Columnar Database
While most databases distribute information in rows, columnar databases operate differently. Here, the data is structured in columns. What’s the point of this? Read on and find out what advantages these columnar databases offer.
How are Columnar Databases Structured?
Typically, databases are structured row by row. For each entry, the database management system (DBMS) creates a row. The fields containing the respective information are therefore listed one after the other. Relational databases in particular are based on this principle. Columnar databases flip this system over. With this system, each column represents an entry: the data for each entry is accordingly arranged vertically (and not horizontally as is the case for row-based variants).
An illustrative example of the row-based system is shown below:
Number | Last name | First name | Key |
---|---|---|---|
1 | Skywalker | Luke | 3FN-Z768 |
2 | Kenobi | Obi-wan | 7TR-K345 |
3 | Organa | Leia | 8NN-R266 |
The columnar database essentially turns this table on its side:
Number | 1 | 2 | 3 |
---|---|---|---|
Last name | Skywalker | Kenobi | Organa |
First name | Luke | Obi-wan | Leia |
Key | 3FN-Z768 | 7TR-K345 | 8NN-R266 |
On the hard drive itself, however, the data appears one-dimensional: it’s displayed one piece after the other. For row-based databases, this looks as follows:
1, Skywalker, Luke, 3FN-Z768; 2, Kenobi, Obi-wan, 7TR-K345; 3, Organa, Leia, 8NN-R266
Columnar databases also save the information one piece after the other. But this alternative orientation results in a different data sequence:
1, 2, 3; Skywalker, Kenobi, Organa; Luke, Obi-wan, Leia; 3FN-Z768, 7TR-K345, 8NN-R266
There are other alternatives to the conventional model besides columnar databases. NoSQL databases or their subcategory document stores as well as the related key-value databases are used increasingly often. Graph databases are also becoming more popular since this model is able to map highly networked data very effectively.
Applications of Columnar Databases
Relational systems based on rows are primarily used when lots of transactions have to be performed quickly. Writing, changing and deleting entries works very well with relational databases. Columnar databases are particularly useful when analyzing large volumes of data.
In many applications—for example, in research and many other fields—data is analyzed on a continuous basis. This is much faster with columnar DBs. The reason for this is that fewer hard drive accesses are required. A category’s data is found close to each other. To read and analyses a dataset, only one block needs to be loaded. The entire database doesn’t need to be read in order to gather up the distributed information.
Advantages and Disadvantages of a Columnar Database
Columnar database management systems play to their strengths when analyzing large volumes of data—such as big data. Since hard drive access constitutes the respective bottleneck when reading any database, and this access is more efficient with a column-oriented DBMS, the columnar variant is really effective here.

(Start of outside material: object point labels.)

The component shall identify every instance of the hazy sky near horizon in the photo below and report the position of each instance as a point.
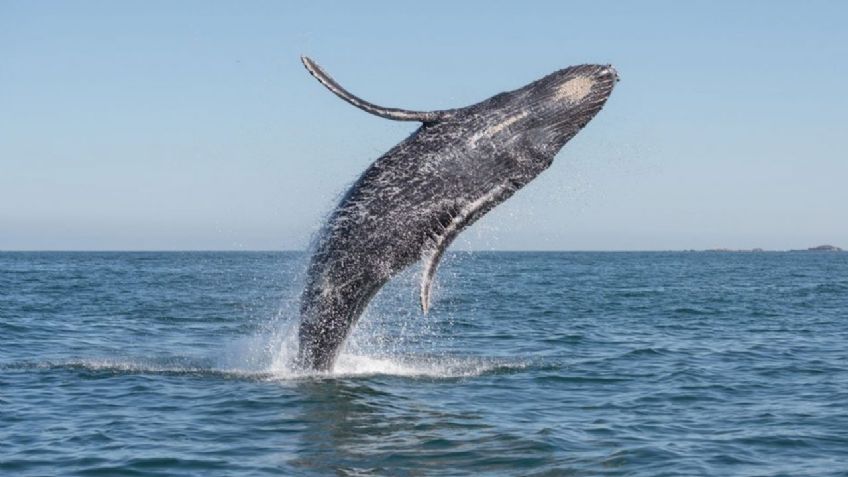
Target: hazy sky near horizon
(193, 125)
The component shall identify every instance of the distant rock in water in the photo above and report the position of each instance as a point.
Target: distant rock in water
(735, 250)
(824, 248)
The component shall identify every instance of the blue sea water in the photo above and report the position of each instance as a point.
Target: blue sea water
(538, 364)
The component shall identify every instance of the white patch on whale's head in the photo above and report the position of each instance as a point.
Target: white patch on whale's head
(574, 90)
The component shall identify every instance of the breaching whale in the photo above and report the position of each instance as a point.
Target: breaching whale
(413, 201)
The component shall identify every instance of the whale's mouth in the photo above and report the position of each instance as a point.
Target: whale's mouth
(458, 218)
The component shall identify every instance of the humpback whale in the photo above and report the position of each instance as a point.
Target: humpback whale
(414, 200)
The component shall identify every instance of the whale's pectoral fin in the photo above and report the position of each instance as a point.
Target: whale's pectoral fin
(388, 113)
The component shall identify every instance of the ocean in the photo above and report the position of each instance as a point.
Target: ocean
(532, 364)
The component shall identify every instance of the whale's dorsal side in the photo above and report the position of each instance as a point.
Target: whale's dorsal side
(388, 113)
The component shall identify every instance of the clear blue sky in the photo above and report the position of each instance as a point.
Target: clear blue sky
(192, 125)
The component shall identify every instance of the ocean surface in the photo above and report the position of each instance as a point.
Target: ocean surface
(536, 364)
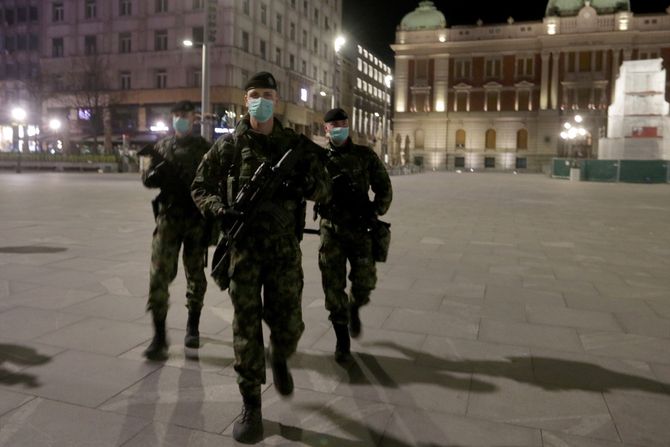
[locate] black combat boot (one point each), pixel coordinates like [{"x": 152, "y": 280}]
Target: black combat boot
[
  {"x": 158, "y": 349},
  {"x": 248, "y": 428},
  {"x": 354, "y": 321},
  {"x": 280, "y": 372},
  {"x": 343, "y": 345},
  {"x": 192, "y": 338}
]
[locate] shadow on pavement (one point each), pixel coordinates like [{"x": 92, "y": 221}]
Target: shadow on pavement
[
  {"x": 30, "y": 249},
  {"x": 20, "y": 356},
  {"x": 547, "y": 373}
]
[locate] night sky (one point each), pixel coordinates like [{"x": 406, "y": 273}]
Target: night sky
[{"x": 373, "y": 22}]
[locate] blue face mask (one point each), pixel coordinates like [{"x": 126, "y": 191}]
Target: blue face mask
[
  {"x": 181, "y": 125},
  {"x": 261, "y": 109},
  {"x": 339, "y": 134}
]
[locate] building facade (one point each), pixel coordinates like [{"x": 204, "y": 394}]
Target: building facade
[
  {"x": 20, "y": 82},
  {"x": 366, "y": 95},
  {"x": 497, "y": 96},
  {"x": 114, "y": 67}
]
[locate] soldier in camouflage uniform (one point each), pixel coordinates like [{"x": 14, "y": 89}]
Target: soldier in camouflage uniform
[
  {"x": 178, "y": 222},
  {"x": 267, "y": 258},
  {"x": 344, "y": 228}
]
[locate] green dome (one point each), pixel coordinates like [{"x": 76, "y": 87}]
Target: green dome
[
  {"x": 426, "y": 16},
  {"x": 572, "y": 7}
]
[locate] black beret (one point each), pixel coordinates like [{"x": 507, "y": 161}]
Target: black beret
[
  {"x": 335, "y": 115},
  {"x": 262, "y": 79},
  {"x": 183, "y": 106}
]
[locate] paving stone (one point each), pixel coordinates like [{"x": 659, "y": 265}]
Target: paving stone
[
  {"x": 579, "y": 371},
  {"x": 411, "y": 427},
  {"x": 493, "y": 310},
  {"x": 48, "y": 297},
  {"x": 45, "y": 423},
  {"x": 9, "y": 401},
  {"x": 650, "y": 325},
  {"x": 158, "y": 434},
  {"x": 553, "y": 439},
  {"x": 434, "y": 323},
  {"x": 86, "y": 379},
  {"x": 534, "y": 405},
  {"x": 13, "y": 322},
  {"x": 641, "y": 420},
  {"x": 600, "y": 303},
  {"x": 99, "y": 335},
  {"x": 558, "y": 316},
  {"x": 113, "y": 307},
  {"x": 184, "y": 397},
  {"x": 311, "y": 418},
  {"x": 524, "y": 295},
  {"x": 522, "y": 334},
  {"x": 627, "y": 346}
]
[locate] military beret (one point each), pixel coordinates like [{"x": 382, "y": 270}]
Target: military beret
[
  {"x": 183, "y": 106},
  {"x": 262, "y": 79},
  {"x": 335, "y": 115}
]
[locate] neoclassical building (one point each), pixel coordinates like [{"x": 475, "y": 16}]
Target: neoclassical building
[{"x": 498, "y": 96}]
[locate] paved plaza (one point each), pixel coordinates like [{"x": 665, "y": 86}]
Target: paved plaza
[{"x": 514, "y": 310}]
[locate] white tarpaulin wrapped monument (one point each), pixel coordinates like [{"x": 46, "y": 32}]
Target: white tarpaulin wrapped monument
[{"x": 638, "y": 125}]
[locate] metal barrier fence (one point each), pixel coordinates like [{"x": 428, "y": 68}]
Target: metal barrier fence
[{"x": 629, "y": 171}]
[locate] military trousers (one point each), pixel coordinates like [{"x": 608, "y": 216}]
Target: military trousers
[
  {"x": 170, "y": 234},
  {"x": 266, "y": 281},
  {"x": 339, "y": 245}
]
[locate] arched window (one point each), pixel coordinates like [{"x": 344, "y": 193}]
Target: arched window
[
  {"x": 490, "y": 139},
  {"x": 522, "y": 139},
  {"x": 419, "y": 137},
  {"x": 460, "y": 138}
]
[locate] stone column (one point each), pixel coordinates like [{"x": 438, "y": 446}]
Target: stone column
[
  {"x": 544, "y": 89},
  {"x": 615, "y": 71},
  {"x": 401, "y": 80},
  {"x": 555, "y": 57},
  {"x": 441, "y": 76}
]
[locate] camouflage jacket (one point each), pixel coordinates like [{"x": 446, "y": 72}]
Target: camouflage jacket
[
  {"x": 174, "y": 178},
  {"x": 232, "y": 161},
  {"x": 355, "y": 169}
]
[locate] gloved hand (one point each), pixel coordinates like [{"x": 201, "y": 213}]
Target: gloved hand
[
  {"x": 292, "y": 188},
  {"x": 228, "y": 215}
]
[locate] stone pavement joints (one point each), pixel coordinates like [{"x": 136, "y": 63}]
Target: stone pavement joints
[{"x": 514, "y": 310}]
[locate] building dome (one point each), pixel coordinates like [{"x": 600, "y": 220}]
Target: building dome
[
  {"x": 426, "y": 16},
  {"x": 572, "y": 7}
]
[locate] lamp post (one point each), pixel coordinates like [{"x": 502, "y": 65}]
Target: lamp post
[
  {"x": 385, "y": 125},
  {"x": 19, "y": 116},
  {"x": 339, "y": 42},
  {"x": 574, "y": 132},
  {"x": 205, "y": 121}
]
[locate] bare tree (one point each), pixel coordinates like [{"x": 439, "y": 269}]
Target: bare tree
[{"x": 88, "y": 88}]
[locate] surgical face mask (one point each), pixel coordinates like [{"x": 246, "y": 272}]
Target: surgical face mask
[
  {"x": 181, "y": 125},
  {"x": 261, "y": 109},
  {"x": 339, "y": 134}
]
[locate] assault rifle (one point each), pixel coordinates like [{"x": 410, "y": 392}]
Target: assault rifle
[{"x": 260, "y": 188}]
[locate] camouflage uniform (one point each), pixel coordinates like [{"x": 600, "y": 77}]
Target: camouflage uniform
[
  {"x": 178, "y": 221},
  {"x": 344, "y": 236},
  {"x": 268, "y": 257}
]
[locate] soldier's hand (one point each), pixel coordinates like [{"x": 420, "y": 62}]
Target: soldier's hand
[
  {"x": 229, "y": 215},
  {"x": 292, "y": 188}
]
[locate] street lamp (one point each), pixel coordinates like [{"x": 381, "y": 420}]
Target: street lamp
[
  {"x": 574, "y": 133},
  {"x": 385, "y": 125},
  {"x": 18, "y": 115},
  {"x": 338, "y": 44},
  {"x": 205, "y": 122}
]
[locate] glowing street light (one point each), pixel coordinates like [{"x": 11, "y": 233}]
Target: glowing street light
[
  {"x": 338, "y": 44},
  {"x": 19, "y": 114},
  {"x": 54, "y": 124}
]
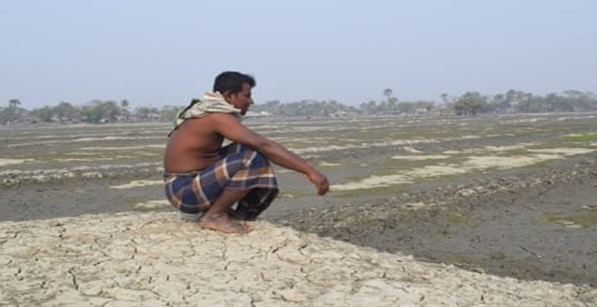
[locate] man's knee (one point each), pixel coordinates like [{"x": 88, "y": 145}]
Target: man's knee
[{"x": 253, "y": 158}]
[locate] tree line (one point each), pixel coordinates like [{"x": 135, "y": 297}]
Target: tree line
[{"x": 469, "y": 103}]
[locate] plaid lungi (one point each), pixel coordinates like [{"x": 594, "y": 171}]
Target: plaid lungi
[{"x": 239, "y": 167}]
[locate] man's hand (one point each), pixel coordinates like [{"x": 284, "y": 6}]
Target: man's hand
[{"x": 320, "y": 181}]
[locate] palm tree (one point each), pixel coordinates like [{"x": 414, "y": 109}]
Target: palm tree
[
  {"x": 13, "y": 103},
  {"x": 387, "y": 92}
]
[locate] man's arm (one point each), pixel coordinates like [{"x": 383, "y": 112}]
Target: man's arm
[{"x": 231, "y": 128}]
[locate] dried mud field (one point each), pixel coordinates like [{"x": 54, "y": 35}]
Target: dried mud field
[{"x": 513, "y": 196}]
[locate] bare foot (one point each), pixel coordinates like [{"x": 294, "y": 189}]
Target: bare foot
[{"x": 223, "y": 223}]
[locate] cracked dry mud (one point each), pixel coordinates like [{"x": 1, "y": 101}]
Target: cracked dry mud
[{"x": 154, "y": 259}]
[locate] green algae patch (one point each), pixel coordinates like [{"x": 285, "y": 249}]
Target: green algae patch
[
  {"x": 457, "y": 218},
  {"x": 584, "y": 217}
]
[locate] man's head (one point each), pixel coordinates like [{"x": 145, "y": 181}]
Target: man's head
[{"x": 236, "y": 89}]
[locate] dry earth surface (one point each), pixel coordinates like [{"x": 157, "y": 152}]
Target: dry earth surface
[{"x": 491, "y": 210}]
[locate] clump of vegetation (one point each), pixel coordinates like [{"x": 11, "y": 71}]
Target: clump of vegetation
[
  {"x": 587, "y": 137},
  {"x": 582, "y": 217}
]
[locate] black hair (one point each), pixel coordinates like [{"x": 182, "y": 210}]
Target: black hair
[{"x": 232, "y": 81}]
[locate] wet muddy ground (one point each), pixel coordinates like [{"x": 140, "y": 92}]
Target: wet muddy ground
[{"x": 507, "y": 195}]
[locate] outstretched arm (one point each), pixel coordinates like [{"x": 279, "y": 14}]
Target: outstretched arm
[{"x": 231, "y": 128}]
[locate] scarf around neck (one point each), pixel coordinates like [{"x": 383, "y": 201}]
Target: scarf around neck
[{"x": 209, "y": 103}]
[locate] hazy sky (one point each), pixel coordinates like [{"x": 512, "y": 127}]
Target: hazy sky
[{"x": 166, "y": 52}]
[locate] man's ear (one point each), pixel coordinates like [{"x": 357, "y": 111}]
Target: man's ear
[{"x": 227, "y": 95}]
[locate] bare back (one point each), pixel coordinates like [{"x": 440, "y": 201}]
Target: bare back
[{"x": 192, "y": 147}]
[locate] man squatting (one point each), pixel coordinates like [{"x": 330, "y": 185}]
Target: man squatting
[{"x": 202, "y": 176}]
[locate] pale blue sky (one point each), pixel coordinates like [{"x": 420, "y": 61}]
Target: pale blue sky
[{"x": 166, "y": 52}]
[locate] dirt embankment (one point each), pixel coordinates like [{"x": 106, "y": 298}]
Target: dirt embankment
[{"x": 528, "y": 224}]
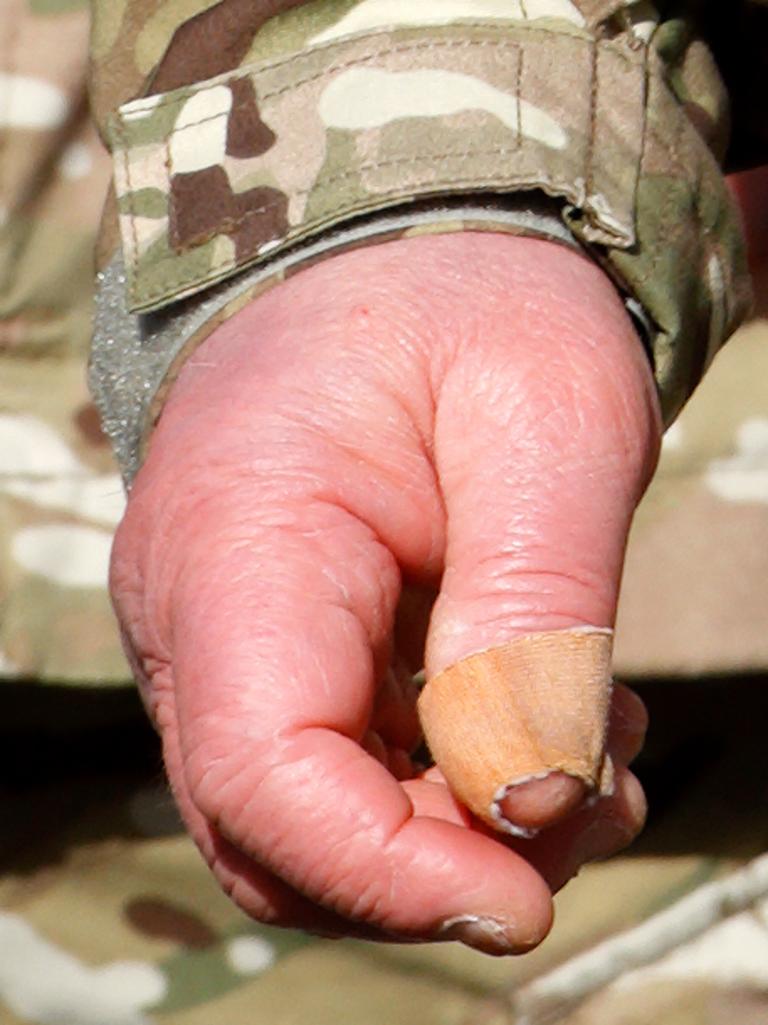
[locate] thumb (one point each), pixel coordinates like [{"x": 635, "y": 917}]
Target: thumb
[{"x": 547, "y": 433}]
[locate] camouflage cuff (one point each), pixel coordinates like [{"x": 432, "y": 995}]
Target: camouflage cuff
[{"x": 257, "y": 164}]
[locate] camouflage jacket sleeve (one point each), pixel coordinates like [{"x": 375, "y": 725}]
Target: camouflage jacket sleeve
[{"x": 251, "y": 136}]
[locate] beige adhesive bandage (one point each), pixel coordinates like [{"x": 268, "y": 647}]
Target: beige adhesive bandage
[{"x": 504, "y": 716}]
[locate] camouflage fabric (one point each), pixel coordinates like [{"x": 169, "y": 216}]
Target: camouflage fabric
[
  {"x": 240, "y": 130},
  {"x": 108, "y": 915},
  {"x": 59, "y": 493}
]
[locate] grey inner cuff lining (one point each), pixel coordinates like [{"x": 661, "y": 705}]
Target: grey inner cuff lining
[{"x": 131, "y": 353}]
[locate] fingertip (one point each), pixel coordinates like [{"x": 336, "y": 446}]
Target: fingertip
[{"x": 526, "y": 808}]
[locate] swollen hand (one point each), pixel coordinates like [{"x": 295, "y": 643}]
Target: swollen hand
[{"x": 431, "y": 445}]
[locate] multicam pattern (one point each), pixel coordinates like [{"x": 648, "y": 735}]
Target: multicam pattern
[
  {"x": 318, "y": 114},
  {"x": 209, "y": 178},
  {"x": 108, "y": 915},
  {"x": 59, "y": 493}
]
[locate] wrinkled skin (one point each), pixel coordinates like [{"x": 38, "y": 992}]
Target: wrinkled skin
[{"x": 467, "y": 416}]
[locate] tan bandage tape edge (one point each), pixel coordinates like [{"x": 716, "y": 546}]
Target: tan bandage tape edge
[{"x": 517, "y": 712}]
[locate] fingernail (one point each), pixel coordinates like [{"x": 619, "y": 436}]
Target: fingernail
[
  {"x": 486, "y": 935},
  {"x": 532, "y": 711},
  {"x": 524, "y": 808}
]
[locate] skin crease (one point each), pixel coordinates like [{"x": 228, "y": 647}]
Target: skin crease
[{"x": 470, "y": 414}]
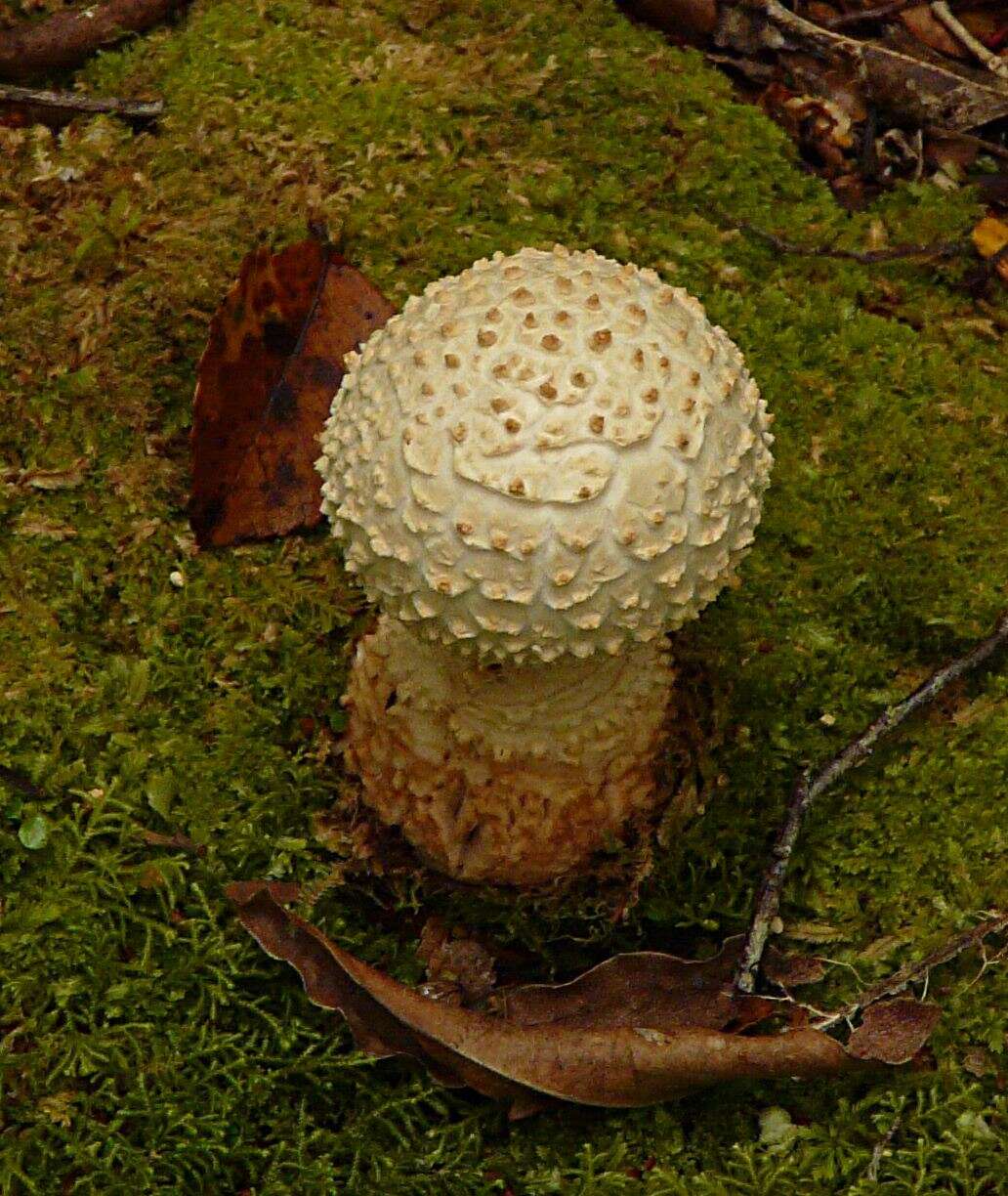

For transactional applications, the accesses typically work in a different way. In these cases, new information has to be distributed across the entire database. A columnar database would perform this task more slowly than the conventional model.
Another advantage of columnar databases is the possibility of compressing. Data in one column is always of the same type, for example, a string or an integer. Since all entries of a type are found close together, they can be compressed more efficiently.
The Most Well-Known Columnar Databases
Columnar database management systems have been in use for a relatively long time, but the number of available implementations is still limited. The demand for relational databases is simply greater. Nonetheless, a few systems have become established.
- Amazon Redshift: As part of Amazon Web Services (AWS), Redshift offers a column-based data warehouse for big data.
- MariaDB ColumnStore: The open-source DBMS MariaDB (fork of MySQL) offers a combination of a columnar and relational database with ColumnStore.
- SAP HANA: The SAP development platform likewise uses a combination of a relational and columnar database.
- Apache Cassandra: The free software is built on Apache Hadoop and is compiled in Java.
- MonetDB: This open-source software was developed with a special focus on data mining.